I get some latitude for posting a day late because for one, the internet when we arrived at our hotel was not functioning, and two, we were dreary and delirious from our long day.
Our first day, was not really a day; it was more like a day and a half, or, a half a day. We departed Vancouver on Air Transat with a direct flight to Barcelona. The plane took off at 6:00pm. Approximately ten hours later, we landed in sunny, hot Barcelona at 1:00pm local. You see, if you consider the fact that we woke up at 8:00am Saturday, and did not get to sleep until 7pm Sunday, then it’s a day and a half. Or if you consider that we were in limbo flying (and supposedly sleeping) on our flight and then magically arriving at 1pm Barcelona-time, then it was a half day. Either way it was long and we were tired!
It was a fine flight, in fact it seemed for me to go by quite quickly. Flights to Toronto have felt longer. We upgraded to Air Transat Club, which is like a mini-business class. It gets you bigger seats with more room and complimentary bar service. And china instead of plastic. Not much else.
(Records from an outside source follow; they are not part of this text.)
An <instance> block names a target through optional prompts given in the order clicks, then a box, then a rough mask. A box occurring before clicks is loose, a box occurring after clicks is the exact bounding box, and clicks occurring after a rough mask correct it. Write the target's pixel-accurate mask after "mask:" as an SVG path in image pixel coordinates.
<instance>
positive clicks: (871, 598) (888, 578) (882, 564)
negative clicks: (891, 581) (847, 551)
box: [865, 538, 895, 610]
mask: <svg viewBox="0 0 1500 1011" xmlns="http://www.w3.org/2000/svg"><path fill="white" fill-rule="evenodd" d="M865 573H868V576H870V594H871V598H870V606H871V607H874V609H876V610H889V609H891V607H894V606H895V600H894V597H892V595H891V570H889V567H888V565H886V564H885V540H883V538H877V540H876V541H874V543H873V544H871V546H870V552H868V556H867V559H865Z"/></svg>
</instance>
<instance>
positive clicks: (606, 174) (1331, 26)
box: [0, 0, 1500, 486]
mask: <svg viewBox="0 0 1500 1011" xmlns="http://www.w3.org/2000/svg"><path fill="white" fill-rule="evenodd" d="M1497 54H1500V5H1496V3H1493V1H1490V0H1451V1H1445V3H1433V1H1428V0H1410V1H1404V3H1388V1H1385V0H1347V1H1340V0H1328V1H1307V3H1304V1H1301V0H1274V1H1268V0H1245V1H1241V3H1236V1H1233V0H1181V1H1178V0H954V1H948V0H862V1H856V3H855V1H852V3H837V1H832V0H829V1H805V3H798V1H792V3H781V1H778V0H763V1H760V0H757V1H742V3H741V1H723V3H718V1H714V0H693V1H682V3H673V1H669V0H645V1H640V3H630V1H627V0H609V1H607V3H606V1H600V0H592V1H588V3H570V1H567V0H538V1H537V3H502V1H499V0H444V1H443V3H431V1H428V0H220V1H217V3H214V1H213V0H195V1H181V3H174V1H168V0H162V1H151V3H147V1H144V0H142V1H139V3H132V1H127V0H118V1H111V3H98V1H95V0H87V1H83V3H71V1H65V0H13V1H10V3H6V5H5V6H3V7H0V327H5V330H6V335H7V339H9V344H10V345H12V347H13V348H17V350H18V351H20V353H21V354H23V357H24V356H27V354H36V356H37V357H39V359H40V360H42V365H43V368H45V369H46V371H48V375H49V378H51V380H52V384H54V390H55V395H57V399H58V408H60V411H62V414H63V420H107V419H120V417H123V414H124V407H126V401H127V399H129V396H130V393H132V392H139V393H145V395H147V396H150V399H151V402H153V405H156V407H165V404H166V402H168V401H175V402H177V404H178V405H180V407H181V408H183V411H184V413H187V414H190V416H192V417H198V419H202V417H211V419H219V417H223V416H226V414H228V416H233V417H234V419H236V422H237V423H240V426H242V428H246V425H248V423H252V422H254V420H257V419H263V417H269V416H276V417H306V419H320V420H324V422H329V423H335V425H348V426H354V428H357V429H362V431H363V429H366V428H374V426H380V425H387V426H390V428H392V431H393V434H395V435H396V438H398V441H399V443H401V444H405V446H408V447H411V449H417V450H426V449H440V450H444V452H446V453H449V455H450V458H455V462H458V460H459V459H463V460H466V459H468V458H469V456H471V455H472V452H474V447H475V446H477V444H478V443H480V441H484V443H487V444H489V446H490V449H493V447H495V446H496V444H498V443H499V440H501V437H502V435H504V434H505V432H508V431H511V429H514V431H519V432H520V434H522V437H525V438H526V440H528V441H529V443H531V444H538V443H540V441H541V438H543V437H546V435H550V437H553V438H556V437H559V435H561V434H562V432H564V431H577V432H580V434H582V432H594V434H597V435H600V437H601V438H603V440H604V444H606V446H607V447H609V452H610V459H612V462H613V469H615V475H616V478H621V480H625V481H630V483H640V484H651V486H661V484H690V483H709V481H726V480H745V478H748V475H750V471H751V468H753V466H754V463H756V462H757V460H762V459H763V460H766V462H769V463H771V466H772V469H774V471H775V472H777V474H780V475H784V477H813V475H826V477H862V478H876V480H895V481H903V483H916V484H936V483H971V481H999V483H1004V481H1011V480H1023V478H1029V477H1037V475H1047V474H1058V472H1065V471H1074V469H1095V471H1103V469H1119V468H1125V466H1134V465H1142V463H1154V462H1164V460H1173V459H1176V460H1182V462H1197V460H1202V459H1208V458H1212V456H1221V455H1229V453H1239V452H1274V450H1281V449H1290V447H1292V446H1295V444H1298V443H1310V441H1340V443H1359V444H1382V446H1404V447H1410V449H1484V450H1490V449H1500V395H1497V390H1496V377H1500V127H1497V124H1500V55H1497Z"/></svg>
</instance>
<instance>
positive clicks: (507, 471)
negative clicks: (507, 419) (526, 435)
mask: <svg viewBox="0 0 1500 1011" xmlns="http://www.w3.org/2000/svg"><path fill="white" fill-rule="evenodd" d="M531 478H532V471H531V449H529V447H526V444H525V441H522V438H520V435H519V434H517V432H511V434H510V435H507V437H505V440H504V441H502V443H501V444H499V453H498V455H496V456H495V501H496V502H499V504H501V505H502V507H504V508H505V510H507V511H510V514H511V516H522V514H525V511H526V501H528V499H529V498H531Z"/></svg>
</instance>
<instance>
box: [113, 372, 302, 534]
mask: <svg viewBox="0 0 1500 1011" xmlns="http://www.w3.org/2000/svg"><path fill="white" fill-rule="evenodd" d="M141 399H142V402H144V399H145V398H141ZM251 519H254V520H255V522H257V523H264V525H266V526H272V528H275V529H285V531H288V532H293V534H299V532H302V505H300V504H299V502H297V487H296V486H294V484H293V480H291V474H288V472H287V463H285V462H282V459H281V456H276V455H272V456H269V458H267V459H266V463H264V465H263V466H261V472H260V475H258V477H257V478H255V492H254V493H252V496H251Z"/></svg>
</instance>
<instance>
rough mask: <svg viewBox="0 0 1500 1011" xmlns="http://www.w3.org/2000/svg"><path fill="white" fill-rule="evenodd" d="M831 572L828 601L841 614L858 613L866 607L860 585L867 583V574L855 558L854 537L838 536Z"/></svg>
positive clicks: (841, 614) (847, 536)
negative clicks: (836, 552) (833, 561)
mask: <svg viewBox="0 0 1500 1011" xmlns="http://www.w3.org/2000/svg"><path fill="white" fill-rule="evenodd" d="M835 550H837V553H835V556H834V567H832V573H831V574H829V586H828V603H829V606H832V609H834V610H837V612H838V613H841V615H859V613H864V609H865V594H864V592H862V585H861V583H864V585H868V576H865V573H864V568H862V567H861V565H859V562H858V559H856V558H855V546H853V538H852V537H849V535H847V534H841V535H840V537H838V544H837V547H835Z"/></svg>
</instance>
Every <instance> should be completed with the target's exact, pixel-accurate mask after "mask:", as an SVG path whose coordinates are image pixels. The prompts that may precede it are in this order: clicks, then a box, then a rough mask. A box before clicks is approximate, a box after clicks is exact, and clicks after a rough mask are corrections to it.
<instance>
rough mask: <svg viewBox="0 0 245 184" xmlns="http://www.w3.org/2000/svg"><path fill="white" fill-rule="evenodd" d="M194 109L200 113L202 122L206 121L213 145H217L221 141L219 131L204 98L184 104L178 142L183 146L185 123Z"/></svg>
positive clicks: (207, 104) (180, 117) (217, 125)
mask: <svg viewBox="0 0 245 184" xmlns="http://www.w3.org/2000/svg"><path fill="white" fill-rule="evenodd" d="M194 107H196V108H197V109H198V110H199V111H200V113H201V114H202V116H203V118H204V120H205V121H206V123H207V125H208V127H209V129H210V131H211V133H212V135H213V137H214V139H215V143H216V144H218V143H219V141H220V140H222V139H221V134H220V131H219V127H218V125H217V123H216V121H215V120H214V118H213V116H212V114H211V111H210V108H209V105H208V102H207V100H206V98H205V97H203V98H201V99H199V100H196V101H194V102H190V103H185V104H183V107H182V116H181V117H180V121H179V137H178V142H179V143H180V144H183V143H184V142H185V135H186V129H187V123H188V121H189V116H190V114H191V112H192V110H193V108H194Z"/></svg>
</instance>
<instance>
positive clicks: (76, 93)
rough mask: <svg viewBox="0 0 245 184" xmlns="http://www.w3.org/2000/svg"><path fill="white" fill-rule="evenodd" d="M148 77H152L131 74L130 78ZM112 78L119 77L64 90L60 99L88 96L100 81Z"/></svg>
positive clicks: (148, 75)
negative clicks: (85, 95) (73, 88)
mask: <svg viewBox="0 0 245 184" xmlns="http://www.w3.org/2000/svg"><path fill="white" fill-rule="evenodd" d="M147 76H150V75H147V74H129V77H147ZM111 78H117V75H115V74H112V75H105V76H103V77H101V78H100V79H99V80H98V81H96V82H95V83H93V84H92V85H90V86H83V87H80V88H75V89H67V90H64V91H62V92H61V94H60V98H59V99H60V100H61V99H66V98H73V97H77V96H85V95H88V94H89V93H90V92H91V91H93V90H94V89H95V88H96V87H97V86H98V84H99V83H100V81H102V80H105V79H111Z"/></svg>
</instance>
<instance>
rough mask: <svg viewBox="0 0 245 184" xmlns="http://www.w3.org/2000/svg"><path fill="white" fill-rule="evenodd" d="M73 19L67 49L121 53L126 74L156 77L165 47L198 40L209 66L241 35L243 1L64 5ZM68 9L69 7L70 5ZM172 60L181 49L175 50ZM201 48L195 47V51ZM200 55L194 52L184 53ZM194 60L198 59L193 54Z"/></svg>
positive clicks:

I was embarrassed almost as soon as we landed as my pathetic Spanish couldn’t even effectively tell our cab driver the address of our hotel without holding up fingers to tell him the street number. Dos… Ocho? Ocho? (holding up eight fingers). Esta una hotel? Si! We got to our hotel at about 2:00pm. Understanding the idea of conquering jet lag by not giving in to fatigue and remaining awake until appropriate sleeping hours in our new locale, we dumped our bags and went for a walk. Our walk aimed to visit many popular sights in Barcelona – Gaudi’s Casa Batllo, The Barcelona Museum of Contemporary Art, a vast market called Mercat de Sant Josep (unfortunately closed on Sundays), the Cathedral of Santa Maria, the Pablo Picasso Museum and the Palau de Musica Catalana – or Catalan music auditorium (whose exterior was colourfully designed by Gaudi). We stopped for a drink and a bite at a touristy square where we had some roasted vegetable and fried squid tapas and sodas.
Five hours later we returned to our room. It was a fine walk, though we’d been up for 27 hours and were understandably exhausted. More than once I had to stop myself or my wife from crossing the street into oncoming traffic. The weather did not help – hot (30 degrees even at 6:00pm) and sticky.
One thing I learned today: our hotel room (and presumably others like it in Europe) requires a card inserted to activate the lights and air conditioning.
Another thing I learned today: Barcelona’s architecture and building facades are decadent. Common buildings with no significance have extraordinary wrought iron and stonework. Coincidentally, the most poignant exteriors are those of Gaudi’s, and I am not a fan. But I accept that most people are, though I find his work trivial and unnecessary. In my opinion, his buildings are the extreme expression of architecture: the polar opposite of strictly utilitarian designers like Le Corbusier. I think the marriage of the two is important.